What happened later was a new kind of sculpture art. As the saying goes, everything is difficult at the beginning. After the first work was hard, the creation became more and more easy. Carlo devotes himself to the emerging sculpture consciousness "weightlessness" advocated by Greenberg. The 1962 work "One Morning" is painted in bright red, reminding people of a bird taking off from the ground. Other works in this period seem to be shaking. In 1963, the White Chapel Art Museum in London held an extremely successful exhibition for Anthony Carlo's original abstract works, with an incredible number of audiences. The sensational effect of those works is really incomprehensible nowadays. In the exhibition manual, the American critic Michael Fried wrote: "People can regard Carlo's works as a gifted dancer, dancing. Carlo himself, however, compares his creation to the composer's notes to compose music." Until today, Anthony Carlo still works in this way, and the surprising elements still exist.

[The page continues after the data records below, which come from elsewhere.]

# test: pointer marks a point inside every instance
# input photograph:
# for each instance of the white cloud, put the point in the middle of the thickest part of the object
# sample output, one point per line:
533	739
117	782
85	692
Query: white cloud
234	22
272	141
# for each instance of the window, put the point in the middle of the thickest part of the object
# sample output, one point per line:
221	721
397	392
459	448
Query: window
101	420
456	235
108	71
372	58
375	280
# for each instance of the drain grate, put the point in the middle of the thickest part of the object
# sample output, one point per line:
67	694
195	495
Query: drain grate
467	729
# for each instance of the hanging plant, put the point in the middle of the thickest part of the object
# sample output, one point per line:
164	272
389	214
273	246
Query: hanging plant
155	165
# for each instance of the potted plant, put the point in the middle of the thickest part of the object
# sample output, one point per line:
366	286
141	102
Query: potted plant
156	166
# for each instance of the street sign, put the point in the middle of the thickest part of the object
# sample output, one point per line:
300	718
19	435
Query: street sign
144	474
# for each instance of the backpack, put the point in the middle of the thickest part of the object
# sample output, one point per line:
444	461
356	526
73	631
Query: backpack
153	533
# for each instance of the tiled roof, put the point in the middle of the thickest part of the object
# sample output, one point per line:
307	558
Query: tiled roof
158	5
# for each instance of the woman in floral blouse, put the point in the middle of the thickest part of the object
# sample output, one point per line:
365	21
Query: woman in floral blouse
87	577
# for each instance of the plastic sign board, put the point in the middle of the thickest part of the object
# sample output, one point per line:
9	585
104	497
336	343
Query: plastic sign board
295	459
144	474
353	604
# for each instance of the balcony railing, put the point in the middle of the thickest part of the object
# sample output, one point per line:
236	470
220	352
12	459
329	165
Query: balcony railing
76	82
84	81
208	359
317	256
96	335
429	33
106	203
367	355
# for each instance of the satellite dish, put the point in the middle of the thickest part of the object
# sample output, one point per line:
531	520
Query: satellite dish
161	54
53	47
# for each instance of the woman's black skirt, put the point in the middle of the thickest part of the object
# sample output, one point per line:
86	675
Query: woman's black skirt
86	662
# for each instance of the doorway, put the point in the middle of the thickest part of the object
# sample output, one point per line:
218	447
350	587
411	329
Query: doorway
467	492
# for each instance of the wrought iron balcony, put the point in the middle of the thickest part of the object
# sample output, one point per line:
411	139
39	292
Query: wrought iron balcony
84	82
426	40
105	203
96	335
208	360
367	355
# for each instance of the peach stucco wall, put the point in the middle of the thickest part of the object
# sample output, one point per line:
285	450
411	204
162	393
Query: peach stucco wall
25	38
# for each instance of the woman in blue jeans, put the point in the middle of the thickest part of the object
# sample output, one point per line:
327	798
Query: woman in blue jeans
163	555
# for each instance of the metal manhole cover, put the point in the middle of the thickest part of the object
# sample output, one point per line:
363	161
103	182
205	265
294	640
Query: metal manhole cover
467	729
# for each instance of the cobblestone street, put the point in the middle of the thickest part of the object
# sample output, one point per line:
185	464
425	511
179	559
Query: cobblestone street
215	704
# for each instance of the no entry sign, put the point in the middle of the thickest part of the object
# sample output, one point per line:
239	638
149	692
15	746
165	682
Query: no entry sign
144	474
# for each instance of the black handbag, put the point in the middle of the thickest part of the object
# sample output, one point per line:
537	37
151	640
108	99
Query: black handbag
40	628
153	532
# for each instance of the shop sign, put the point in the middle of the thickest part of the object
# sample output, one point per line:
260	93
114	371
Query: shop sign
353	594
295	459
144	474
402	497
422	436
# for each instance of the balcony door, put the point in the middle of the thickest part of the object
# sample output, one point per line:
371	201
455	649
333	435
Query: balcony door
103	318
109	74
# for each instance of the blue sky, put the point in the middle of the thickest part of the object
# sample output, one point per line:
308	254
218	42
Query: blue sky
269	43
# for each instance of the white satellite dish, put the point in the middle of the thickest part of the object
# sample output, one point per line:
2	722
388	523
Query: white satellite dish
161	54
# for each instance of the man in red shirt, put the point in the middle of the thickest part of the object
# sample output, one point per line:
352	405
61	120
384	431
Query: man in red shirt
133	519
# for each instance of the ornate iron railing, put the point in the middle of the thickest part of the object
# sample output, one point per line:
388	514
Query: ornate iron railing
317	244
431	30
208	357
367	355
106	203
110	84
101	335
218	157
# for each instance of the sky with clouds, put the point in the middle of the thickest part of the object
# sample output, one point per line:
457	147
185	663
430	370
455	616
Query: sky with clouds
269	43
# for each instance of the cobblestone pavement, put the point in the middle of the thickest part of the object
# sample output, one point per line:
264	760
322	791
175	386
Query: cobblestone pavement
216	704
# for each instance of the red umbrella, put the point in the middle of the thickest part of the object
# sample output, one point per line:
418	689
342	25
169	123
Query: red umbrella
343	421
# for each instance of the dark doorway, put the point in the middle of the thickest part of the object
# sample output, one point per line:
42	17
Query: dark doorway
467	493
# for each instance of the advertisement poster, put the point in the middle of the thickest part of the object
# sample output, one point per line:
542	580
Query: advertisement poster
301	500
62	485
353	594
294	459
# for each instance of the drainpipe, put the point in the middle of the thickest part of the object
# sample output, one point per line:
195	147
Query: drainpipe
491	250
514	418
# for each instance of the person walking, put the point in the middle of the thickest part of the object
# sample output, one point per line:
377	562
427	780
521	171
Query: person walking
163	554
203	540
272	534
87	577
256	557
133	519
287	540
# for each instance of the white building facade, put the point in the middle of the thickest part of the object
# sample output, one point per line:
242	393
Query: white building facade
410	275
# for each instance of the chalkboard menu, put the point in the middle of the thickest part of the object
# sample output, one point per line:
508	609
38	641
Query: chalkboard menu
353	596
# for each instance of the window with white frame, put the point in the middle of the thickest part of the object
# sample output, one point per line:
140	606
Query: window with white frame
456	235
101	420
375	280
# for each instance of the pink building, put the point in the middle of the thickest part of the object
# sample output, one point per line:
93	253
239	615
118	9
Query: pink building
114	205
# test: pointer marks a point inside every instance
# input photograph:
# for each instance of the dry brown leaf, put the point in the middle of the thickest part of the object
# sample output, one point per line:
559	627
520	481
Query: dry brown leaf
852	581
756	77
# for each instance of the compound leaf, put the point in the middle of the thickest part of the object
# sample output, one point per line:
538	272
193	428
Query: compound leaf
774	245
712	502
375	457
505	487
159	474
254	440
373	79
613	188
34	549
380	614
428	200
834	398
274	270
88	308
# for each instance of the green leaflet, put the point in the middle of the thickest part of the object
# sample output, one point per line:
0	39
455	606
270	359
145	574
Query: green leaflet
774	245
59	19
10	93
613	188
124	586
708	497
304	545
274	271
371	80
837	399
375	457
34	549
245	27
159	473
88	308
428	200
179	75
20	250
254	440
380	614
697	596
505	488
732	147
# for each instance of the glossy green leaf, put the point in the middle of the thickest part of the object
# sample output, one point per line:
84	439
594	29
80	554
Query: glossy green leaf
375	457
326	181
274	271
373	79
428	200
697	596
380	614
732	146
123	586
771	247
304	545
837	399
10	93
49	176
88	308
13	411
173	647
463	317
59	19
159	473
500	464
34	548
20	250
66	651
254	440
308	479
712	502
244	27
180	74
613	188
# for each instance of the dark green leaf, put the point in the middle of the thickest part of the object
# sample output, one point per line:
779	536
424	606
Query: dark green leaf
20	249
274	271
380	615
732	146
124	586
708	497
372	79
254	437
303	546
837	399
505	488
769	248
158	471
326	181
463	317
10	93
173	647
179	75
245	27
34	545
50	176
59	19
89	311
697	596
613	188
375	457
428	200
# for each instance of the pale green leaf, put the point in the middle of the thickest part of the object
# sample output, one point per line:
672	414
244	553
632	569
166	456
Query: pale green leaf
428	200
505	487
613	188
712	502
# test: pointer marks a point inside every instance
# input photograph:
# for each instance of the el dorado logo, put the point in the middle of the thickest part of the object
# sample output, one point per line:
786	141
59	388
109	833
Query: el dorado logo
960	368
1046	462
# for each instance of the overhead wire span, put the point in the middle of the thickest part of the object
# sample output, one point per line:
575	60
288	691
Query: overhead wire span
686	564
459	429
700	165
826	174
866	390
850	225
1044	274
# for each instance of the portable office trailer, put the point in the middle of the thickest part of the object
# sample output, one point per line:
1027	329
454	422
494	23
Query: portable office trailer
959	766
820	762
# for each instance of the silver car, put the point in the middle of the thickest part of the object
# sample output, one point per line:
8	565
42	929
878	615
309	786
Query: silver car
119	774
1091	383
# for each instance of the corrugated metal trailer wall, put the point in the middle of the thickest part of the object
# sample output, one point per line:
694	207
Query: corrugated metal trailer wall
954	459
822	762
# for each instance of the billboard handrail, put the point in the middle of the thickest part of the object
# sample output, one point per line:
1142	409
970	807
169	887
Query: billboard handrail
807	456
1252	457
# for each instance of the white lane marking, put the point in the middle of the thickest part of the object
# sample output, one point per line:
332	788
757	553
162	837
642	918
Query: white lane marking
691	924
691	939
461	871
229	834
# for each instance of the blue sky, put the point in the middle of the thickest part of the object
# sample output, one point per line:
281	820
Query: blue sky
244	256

All things, whether bent or folded, whether welded or riveted, whether cut or spliced, are artistically processed by Anthony Carlo in his own way, and even he uses paper to make abstract reliefs. He looked for inspiration from the works of great painters such as Monet. Some of his works, such as the Tower of Discovery created in 1991, made many people have the impulse to turn it into reality, thus triggering a discussion on the relationship between sculpture and architecture. That is why Carlo was invited to participate in the design of Norman Foster's Millennium Pedestrian Bridge on the Thames.

Today, a younger generation of British sculpture artists, such as Matt Franks, 35, requoted the creative techniques of Carlo's abstract works in the 1960s, while Anthony Carlo, who never stopped, is one step ahead of others. In 1992, Carlo heard Hans Spinner, a German ceramic artist who worked in the southern French city of Glaser, say that he could burn pottery completely different from others. The cooperation with Spinner has brought Carlo back to the concrete world bit by bit. For this, those who have always appreciated him do not agree with him. The Trojan War, written in 1994, can clearly identify the human form; "The Last Judgment" also has obvious image elements, and the "Proof" created in 2004 brought this development to a temporary peak: for the first time, Anthony Carlo created a large standing figure, a soldier, because he was ashamed of his behavior, covered his face with his arm. It is also a question worthy of discussion whether urban sculpture reflects the will of artists or shows the characteristics of cities or regions.

As for the retrospective exhibition held at Tate Art Museum, Anthony Carlo hoped to attract more young people first. To this end, he asked the Art Museum to lower the threshold and cancel the tickets for a special exhibition for the first time. He himself has started the creation of new works. "Nobody wants to do nothing. The studio is the best place for me," Anthony Carlo said.